DOJ's unsealed inventory list puts Donald Trump's legal team in a tricky place

West Palm Beach, Florida - A judge unsealed the Department of Justice's inventory list of items taken from Donald Trump's Mar-a-Lago home during the FBI's raid on August 8, which included over 40 classified folders that were barren.

A Judge unsealed the Department of Justice's inventory list from the FBI's raid at Donald Trump's Mar-a-Lago estate.
A Judge unsealed the Department of Justice's inventory list from the FBI's raid at Donald Trump's Mar-a-Lago estate.  © Collage: STRINGER & Stefani Reynolds / AFP

Judge Aileen Cannon, who Trump's legal team asked to appoint a "special master" to review docs seized by the FBI, ordered for the bureau's inventory list to be made public in a Thursday court hearing.

On Friday the doc was made public, and its contents were quite telling.

According to the inventory filing, over 10,000 US government docs and photographs without classified markings were uncovered during the raid at Mar-a-Lago.
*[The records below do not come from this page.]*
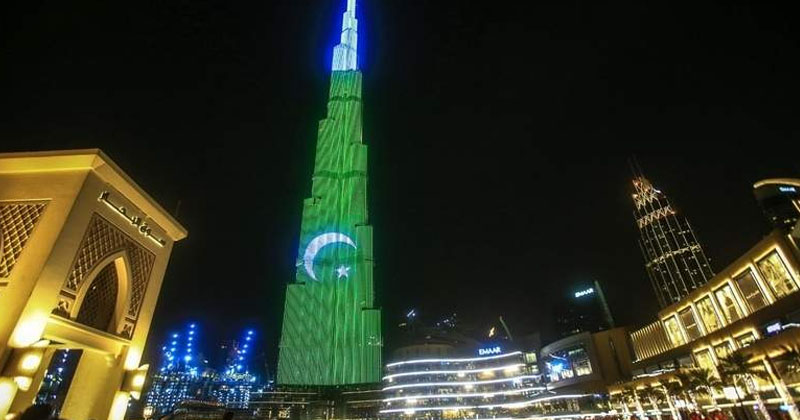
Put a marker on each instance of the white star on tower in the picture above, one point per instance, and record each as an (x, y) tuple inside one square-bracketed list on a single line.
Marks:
[(342, 271)]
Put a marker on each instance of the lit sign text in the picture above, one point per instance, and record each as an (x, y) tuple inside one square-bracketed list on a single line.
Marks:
[(134, 220), (489, 350)]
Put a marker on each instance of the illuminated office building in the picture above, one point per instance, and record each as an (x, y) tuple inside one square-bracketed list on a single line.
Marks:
[(185, 376), (780, 201), (494, 384), (178, 378), (750, 308), (331, 328), (674, 259)]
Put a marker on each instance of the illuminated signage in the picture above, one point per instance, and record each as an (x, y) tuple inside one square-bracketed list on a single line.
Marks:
[(134, 220), (489, 350), (773, 328)]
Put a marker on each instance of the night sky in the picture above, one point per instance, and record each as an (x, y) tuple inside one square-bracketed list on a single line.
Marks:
[(499, 135)]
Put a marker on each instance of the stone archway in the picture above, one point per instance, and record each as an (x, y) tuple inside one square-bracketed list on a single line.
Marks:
[(104, 298)]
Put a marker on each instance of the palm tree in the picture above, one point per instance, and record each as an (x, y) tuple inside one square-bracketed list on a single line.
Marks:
[(706, 383), (687, 380), (672, 390), (791, 359), (737, 368), (620, 399), (630, 395)]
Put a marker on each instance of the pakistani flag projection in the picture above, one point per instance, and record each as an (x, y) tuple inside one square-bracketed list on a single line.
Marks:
[(331, 328)]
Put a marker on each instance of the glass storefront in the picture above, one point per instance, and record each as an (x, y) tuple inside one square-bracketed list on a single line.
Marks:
[(674, 332), (569, 363), (704, 360), (727, 302), (774, 272), (689, 323), (706, 310), (750, 291), (723, 350)]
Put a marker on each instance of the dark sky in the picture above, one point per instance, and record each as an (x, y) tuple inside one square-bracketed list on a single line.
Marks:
[(498, 134)]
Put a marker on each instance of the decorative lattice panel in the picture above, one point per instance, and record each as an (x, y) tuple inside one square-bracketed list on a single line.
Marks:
[(98, 306), (101, 240), (17, 221)]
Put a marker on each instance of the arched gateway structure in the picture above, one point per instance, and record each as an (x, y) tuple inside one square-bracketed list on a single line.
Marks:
[(83, 251)]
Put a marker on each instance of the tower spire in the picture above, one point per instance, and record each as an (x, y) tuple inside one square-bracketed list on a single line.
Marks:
[(345, 55)]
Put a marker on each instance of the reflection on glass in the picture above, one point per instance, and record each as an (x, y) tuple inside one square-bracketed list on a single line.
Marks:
[(775, 274), (727, 302), (745, 340), (750, 291), (704, 360), (723, 350), (689, 323), (568, 363), (674, 332), (706, 310)]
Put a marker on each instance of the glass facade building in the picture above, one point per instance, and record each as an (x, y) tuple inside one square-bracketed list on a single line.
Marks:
[(674, 259), (481, 387), (331, 333)]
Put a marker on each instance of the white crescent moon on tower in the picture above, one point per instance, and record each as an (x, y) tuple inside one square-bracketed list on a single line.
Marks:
[(319, 242)]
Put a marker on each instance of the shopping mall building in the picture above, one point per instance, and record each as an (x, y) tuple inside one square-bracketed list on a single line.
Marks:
[(750, 308)]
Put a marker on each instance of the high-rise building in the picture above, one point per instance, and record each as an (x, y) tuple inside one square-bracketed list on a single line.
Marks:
[(780, 201), (178, 378), (583, 309), (674, 259), (331, 328), (184, 376)]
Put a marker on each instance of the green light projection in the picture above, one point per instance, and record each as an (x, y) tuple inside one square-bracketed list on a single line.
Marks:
[(331, 329)]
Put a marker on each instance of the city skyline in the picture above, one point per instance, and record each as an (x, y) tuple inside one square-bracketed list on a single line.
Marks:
[(511, 208)]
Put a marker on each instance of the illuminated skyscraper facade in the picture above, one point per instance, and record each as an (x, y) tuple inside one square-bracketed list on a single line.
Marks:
[(674, 259), (331, 329)]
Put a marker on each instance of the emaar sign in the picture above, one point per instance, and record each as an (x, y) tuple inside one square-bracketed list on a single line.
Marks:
[(489, 351)]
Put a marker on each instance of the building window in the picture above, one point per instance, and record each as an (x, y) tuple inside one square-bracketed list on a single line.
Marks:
[(727, 302), (569, 363), (723, 350), (689, 323), (580, 362), (745, 340), (774, 272), (706, 310), (704, 360), (674, 332), (750, 291)]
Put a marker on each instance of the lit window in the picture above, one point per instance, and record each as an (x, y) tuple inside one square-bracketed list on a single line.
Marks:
[(689, 323), (723, 350), (674, 332), (704, 360), (727, 302), (706, 310), (745, 339), (750, 291), (776, 275)]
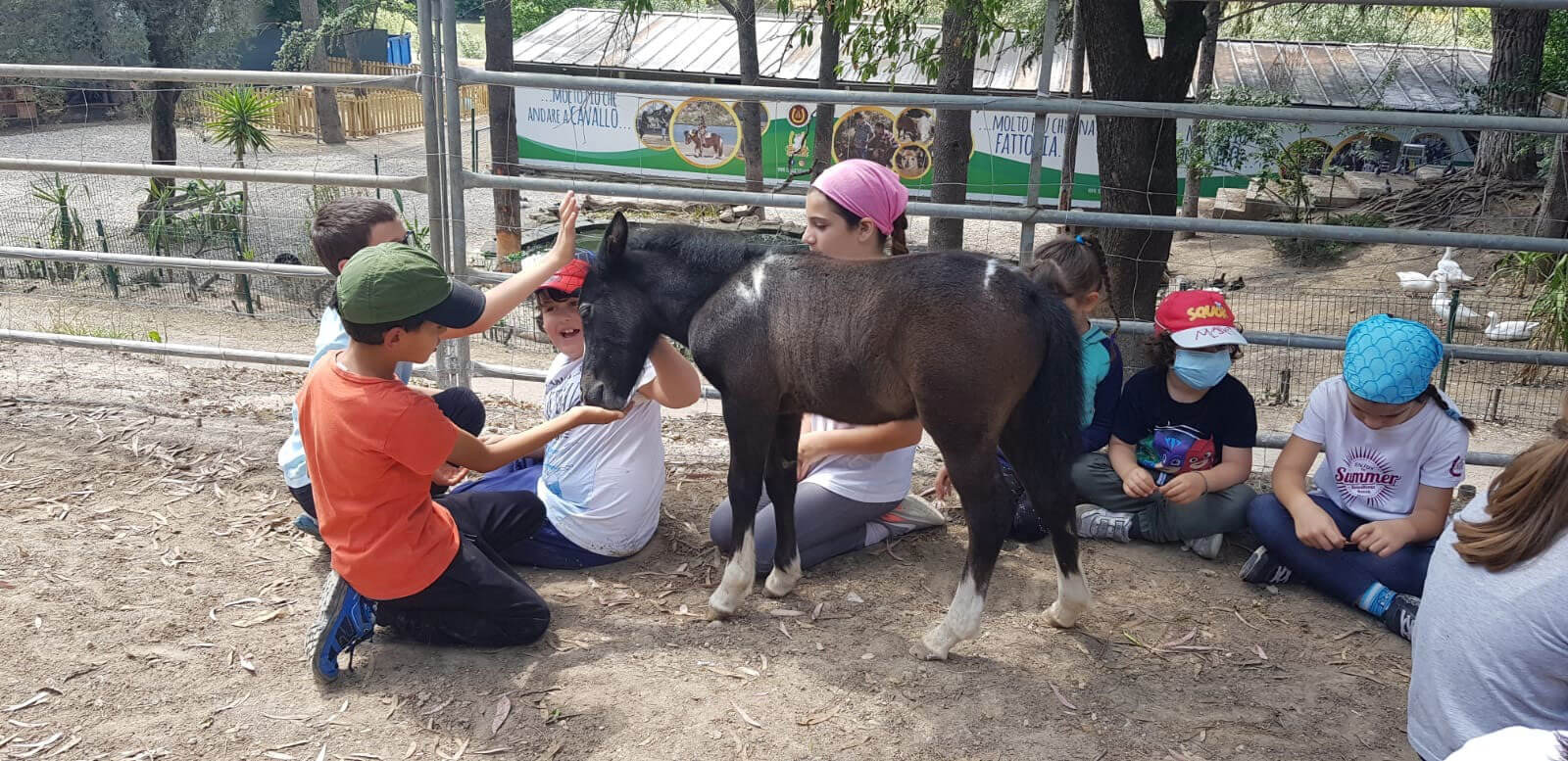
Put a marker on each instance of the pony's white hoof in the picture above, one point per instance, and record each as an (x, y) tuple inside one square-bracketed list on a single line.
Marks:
[(1060, 617), (720, 606), (781, 581), (935, 645)]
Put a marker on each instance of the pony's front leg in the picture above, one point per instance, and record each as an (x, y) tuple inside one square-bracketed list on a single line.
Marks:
[(750, 433), (783, 457)]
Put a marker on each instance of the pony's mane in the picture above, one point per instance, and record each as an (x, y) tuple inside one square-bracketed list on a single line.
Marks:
[(702, 248)]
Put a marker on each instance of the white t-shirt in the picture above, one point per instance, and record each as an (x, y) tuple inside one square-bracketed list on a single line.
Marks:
[(864, 478), (1513, 744), (601, 486), (1374, 475)]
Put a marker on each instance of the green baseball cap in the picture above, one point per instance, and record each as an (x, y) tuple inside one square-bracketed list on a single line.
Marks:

But the real reason for concern lies with the finding 43 empty folders with "classified" markings that were completely empty.
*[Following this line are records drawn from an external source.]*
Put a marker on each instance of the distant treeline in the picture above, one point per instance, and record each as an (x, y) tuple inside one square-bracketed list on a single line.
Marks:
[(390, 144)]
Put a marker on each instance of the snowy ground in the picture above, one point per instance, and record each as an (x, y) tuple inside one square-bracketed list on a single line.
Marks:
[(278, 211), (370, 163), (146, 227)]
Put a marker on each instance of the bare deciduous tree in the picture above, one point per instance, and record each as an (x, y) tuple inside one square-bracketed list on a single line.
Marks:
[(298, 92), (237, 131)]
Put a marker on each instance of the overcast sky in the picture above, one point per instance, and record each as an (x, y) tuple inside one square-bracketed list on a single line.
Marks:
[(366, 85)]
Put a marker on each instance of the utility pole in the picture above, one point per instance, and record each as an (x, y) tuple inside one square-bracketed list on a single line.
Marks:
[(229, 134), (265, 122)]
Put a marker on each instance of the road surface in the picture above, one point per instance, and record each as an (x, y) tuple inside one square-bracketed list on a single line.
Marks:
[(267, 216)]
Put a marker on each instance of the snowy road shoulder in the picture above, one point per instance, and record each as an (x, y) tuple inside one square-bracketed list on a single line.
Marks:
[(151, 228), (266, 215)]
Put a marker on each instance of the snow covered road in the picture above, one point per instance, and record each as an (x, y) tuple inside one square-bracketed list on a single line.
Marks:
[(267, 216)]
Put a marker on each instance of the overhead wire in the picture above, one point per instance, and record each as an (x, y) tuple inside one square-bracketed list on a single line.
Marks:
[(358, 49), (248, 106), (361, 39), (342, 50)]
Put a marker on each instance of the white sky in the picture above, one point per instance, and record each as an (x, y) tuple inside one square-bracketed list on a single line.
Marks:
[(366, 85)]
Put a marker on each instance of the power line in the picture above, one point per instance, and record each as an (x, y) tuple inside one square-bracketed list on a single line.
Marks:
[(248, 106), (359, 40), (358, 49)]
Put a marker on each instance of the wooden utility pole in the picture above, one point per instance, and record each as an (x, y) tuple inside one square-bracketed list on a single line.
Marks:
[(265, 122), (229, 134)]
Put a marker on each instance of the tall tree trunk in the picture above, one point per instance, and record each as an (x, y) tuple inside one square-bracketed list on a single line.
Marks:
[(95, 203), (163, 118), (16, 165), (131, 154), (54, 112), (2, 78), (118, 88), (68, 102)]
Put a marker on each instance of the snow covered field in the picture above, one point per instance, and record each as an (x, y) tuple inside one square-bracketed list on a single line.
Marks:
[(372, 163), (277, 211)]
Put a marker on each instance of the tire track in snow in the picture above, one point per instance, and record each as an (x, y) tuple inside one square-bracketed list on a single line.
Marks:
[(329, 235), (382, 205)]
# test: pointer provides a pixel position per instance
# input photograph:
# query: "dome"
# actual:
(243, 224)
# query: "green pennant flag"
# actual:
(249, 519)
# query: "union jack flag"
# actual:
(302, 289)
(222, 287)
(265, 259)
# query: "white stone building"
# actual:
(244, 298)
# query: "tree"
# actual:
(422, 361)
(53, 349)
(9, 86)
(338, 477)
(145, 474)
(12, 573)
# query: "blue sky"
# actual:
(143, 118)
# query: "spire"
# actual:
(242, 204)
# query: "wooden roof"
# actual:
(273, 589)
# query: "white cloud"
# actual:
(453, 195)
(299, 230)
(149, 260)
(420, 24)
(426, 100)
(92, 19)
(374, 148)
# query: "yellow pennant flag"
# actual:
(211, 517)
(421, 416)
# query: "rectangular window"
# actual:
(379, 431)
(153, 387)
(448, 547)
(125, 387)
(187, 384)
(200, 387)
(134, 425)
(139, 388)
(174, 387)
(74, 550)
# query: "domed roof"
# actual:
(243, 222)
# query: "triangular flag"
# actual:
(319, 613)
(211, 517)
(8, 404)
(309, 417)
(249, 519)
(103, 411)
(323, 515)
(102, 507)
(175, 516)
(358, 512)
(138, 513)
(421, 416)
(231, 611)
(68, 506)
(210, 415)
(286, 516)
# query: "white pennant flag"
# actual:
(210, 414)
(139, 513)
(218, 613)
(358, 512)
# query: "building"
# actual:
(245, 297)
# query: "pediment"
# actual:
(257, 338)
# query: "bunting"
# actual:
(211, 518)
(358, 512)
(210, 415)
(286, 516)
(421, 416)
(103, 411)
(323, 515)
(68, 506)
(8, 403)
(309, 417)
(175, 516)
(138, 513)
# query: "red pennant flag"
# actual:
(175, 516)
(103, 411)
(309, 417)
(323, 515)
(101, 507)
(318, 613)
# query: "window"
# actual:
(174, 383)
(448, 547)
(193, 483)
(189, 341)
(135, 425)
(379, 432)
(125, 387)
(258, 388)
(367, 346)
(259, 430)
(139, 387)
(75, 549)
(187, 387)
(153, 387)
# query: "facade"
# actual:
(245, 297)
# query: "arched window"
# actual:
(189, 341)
It's currently unknown what happened to the info stored in those "classified" folders, but it's not far off to think some docs might've been stored elsewhere within the Mar-a-Lago estate.

After all, the FBI did take boxes that weren't labeled as "classified," meaning there's potential that some of the missing info got scrambled into a different box or folder.

This surely would fit into the DOJ's belief that Trump's team knowingly moved and concealed docs from the federal government.

But the 43 classified folders weren't the only barren files the FBI found during its raid.

Investigators find press clippings, gifts, and items of clothing in boxes marked "classified"

The former president's Mar-a-Lago estate was raided by the FBI on August 8.
The former president's Mar-a-Lago estate was raided by the FBI on August 8.  © Giorgio VIERA / AFP

Investigators also stumbled on 28 empty folders that were labeled "Return to Staff Secretary/Military Aide," per the inventory list.

The newly unsealed inventory doc also stated one box found at Mar-a-Lago that contained documents with "confidential," "top secret," and "secret" classifications, also had "99 magazines/newspapers/press articles" inside.

In total, the FBI seized two US government docs labeled "confidential," 15 labeled "secret," and seven labeled "top secret."

Several other boxes on the list that were marked as "classified" also contained press clippings, articles of clothing, and gifts.

Judge Cannon ordered the information in the DOJ's inventory receipt be unsealed in a Thursday court hearing regarding Trump's request to appoint a "special master" to review the evidence seized – a motion that was filed two weeks after the FBI's raid.

At Thursday's hearing, the judge also ordered for the unsealing of the DOJ's status report on its ongoing investigation, which was made public on Friday.

DOJ says seized materials will be used "to further the government's investigation"

In the status report, the department indicated that "the seized materials will continue to be used to further the government's investigation, and the investigation will continue to use and evaluate the seized materials as it takes further investigative steps, such as through additional witness interviews and grand jury practice."

During the hearing, the former president's legal team argued that the docs taken were Trump's personal records that the US government had no right to take, while lawyers for the DOJ said the docs seized all belonged to the White House – not Trump. The 76-year-old's attorneys then toted a subpoena demanding the return of every classified doc taken during the August 8 raid at Mar-a-Lago.

Judge Cannon has yet to rule on whether she will appoint a "special master" or not, though she signaled a willingness to follow through with her original intent to do so during Thursday's hearing, despite the DOJ's argument that it would negatively impact its ongoing investigation.